Gegen elf Uhr mittags landete unser Billigflieger von Easyjet auf dem Flughafen Gatwick. Weiter ging es mit dem Southern-Zug, den wir irrtümlich für den schnelleren und bereits bezahlten Gatwick Express hielten, zur Victoria Station und von dort aus mit der U-Bahn zu unserem Hotel, das in der Nähe des Platzes Elephant & Castle liegt. Unser Zimmer war besser als erwartet, nach unseren bisherigen Erfahrungen auf einem mittleren Niveau, also zwischen unseren Hotels in Tokio und Paris. Nach einer kurzen Fish-&-Chips-Einkehr brachen wir in Richtung Trafalgar Square auf, wo die National Gallery liegt. Die entsprechende Bushaltestelle bei Elephant & Castle war wegen einer Baustelle gesperrt, was uns zu einem längeren Umweg um den großen Kreisverkehr herum zwang. Schnell wurde uns klar: London ist konfus. Ein Pfeil, der in Richtung U-Bahn zeigt, muss nicht auch dorthin führen. Schön ist die Gegend ebenfalls nicht, denn sie besteht zum größten Teil aus Büroblocks, bei denen ganze Fassadenplatten lose oder bereits heruntergefallen sind, oder ebenso hässlichen Sozialbauten.

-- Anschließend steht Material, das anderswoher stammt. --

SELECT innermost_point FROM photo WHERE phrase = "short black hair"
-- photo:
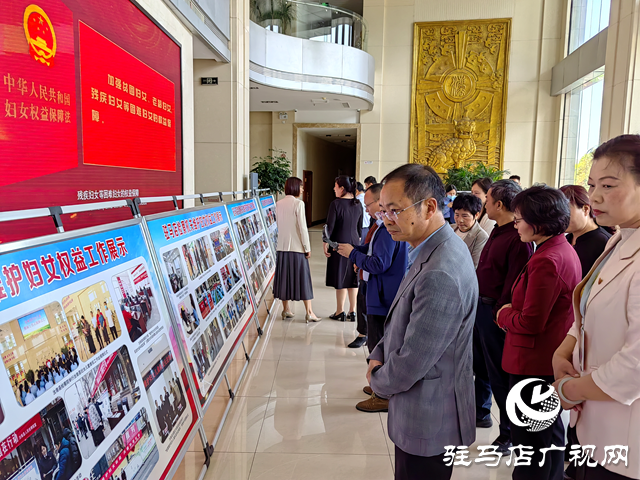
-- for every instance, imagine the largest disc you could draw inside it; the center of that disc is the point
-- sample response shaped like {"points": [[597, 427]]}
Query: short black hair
{"points": [[505, 191], [371, 180], [375, 189], [421, 182], [468, 202], [546, 209]]}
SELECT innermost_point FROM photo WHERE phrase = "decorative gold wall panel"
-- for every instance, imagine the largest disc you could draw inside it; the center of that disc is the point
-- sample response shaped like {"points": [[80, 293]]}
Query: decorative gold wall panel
{"points": [[459, 92]]}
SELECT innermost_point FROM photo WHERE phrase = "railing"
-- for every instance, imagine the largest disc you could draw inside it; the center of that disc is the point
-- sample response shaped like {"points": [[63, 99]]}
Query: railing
{"points": [[312, 21]]}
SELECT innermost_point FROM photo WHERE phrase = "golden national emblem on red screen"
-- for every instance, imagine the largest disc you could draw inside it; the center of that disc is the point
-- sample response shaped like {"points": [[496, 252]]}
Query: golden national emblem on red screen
{"points": [[40, 35]]}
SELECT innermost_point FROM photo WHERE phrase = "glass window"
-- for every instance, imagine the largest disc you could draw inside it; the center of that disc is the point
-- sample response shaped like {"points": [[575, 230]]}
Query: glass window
{"points": [[581, 129], [588, 18]]}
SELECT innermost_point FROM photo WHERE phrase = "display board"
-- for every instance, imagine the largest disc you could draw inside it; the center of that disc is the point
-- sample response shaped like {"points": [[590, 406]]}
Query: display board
{"points": [[255, 249], [94, 386], [200, 263], [91, 100], [268, 209]]}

Eine großartige Londoner Einrichtung sind die Doppeldeckerbusse. Sie fahren alle paar Minuten und sind nur selten überfüllt, zudem hat man von den vorderen Plätzen im Oberdeck aus einen schönen Blick auf die Straße und die Umgebung. Kein Wunder also, dass die nahezu identischen Stadtrundfahrtsbusse immer so leer aussehen. Der chaotische Linksverkehr und der nicht immer geschmeidige Fahrstil können einen dabei ganz schön durchrütteln.

Nach nur rund zehn Minuten waren wir bereits am Trafalgar Square im Herzen der Stadt. Dort fand gerade zum Anlass des St. Patrick's Days am 17. März mitten auf dem Platz ein Konzert statt. Ein gemeinsames Besäufnis gehört offenbar dazu.

In den Londoner Museen ist im Gegensatz zu den Kirchen der Eintritt grundsätzlich frei. Als ich in der Garderobe der National Gallery Mantel und Kamera abgeben wollte, hielt mich die Angestellte mit ihrer Hand davon ab, zwei Pfund in den für Spenden vorgesehenen Schlitz zu werfen: „Sir, it's free!“ Gut, dann eben nicht. Sehenswert ist in der National Gallery, wenn man von dem ganz neuen Unsinn einmal absieht, von der Renaissance bis zur frühen Moderne nahezu alles. Besonders angetan hat es mir die „Winterlandschaft mit Kirche“ von Caspar David Friedrich. Auf dieses Bild war gerade S. sehr gespannt, die Friedrich verehrt.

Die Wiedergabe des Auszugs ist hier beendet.